What factors affect content strategy decisions? Every client has a different combination of requirements, and of course there are always outliers. But based on our consulting experience, here are some factors that affect content strategy decisions.
Is the content the product?
If yes, the content design will be relatively more important. The organization will want content development and publishing workflows that provide for maximum flexibility in order to deliver the highest possible quality in the final product.
Are the writers professional writers?
Full-time content creators may have a preferred way of doing things, but they usually have experience with a variety of tools, and understand that different tools are appropriate for different organizations.
Are the writers volunteers or paid professionals? Does writing the content demand specialized knowledge?
Domain knowledge is always important. If your writers have extremely specialized knowledge, are volunteering their time, or both, then they effectively have veto power over the authoring environment. Tread with care.
Are there regulatory or compliance requirements?
If so, you can expect a company that is relatively more willing to invest in content (since a failure could mean Serious Consequences), but these companies also tend to move slowly and be risk-averse. Review workflows will be relatively more important for regulated companies.
How many languages are supported or need to be supported?
More languages means more interest in governance because mistakes and inefficiencies are multiplied across each language.
Can misuse of the product injure or kill people?
If the product is potentially dangerous, the organization will look for ways to minimize the risk.

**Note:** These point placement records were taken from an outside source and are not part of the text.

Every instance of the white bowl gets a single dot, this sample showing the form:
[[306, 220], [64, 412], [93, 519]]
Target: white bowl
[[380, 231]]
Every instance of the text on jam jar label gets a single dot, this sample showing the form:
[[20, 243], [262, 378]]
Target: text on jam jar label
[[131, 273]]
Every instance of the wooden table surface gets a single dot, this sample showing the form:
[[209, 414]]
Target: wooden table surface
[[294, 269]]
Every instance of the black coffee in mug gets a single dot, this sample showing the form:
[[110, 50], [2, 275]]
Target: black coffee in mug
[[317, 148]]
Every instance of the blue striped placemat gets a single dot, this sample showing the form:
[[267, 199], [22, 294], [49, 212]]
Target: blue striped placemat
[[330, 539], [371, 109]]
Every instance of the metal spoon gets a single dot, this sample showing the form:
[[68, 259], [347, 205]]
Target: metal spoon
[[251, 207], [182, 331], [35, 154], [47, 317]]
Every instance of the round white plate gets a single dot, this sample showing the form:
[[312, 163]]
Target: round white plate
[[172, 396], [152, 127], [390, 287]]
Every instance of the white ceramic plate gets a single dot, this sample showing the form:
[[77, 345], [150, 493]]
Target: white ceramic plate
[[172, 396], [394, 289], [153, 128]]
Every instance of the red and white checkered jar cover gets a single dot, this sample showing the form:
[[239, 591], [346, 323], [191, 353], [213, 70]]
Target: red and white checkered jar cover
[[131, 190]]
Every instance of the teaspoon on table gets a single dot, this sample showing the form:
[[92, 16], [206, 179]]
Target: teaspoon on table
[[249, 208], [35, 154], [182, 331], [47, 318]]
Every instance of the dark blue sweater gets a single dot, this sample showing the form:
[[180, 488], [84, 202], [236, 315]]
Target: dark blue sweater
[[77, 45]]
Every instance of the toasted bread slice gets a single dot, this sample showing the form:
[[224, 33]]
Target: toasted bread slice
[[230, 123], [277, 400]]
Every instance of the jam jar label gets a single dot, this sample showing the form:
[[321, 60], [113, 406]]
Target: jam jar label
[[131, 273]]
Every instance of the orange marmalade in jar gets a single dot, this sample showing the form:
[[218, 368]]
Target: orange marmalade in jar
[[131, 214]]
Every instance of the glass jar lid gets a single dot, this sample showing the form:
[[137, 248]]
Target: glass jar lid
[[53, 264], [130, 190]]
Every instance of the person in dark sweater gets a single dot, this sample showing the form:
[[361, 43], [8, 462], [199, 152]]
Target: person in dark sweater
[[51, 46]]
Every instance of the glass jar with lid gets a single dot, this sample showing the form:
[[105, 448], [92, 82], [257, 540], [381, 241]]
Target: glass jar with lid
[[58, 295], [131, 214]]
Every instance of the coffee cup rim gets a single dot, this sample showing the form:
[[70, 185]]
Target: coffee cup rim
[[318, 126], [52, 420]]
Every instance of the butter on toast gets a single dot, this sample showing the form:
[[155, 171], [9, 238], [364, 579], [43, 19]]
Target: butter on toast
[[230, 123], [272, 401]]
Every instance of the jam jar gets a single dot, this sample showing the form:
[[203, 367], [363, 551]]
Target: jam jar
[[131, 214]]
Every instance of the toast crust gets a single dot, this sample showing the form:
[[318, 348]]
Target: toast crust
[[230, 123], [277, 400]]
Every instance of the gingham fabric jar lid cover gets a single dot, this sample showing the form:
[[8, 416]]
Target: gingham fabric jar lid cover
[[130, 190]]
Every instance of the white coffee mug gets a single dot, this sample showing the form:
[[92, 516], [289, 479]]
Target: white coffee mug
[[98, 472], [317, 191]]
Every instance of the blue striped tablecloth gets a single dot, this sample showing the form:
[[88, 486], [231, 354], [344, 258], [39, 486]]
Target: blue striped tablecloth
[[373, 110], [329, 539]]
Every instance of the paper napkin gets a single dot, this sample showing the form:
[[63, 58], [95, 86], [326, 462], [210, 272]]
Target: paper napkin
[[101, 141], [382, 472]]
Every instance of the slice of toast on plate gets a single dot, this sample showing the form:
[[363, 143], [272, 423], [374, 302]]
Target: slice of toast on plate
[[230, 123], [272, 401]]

At the most basic level, this results in documents with pages and pages of hazard warnings. More advanced organizations work on product design to minimize operational hazards and design their content to support correct product usage. Compliance and regulatory requirements may also come into play.
How many people contribute content? Are they full-time or part-time contributors?
A huge pool of part-time content contributors usually means looking for a lightweight, easy-to-use authoring tool that does not require per-seat licensing. A large group of full-time writers usually means investing in automation because even small productivity gains are valuable.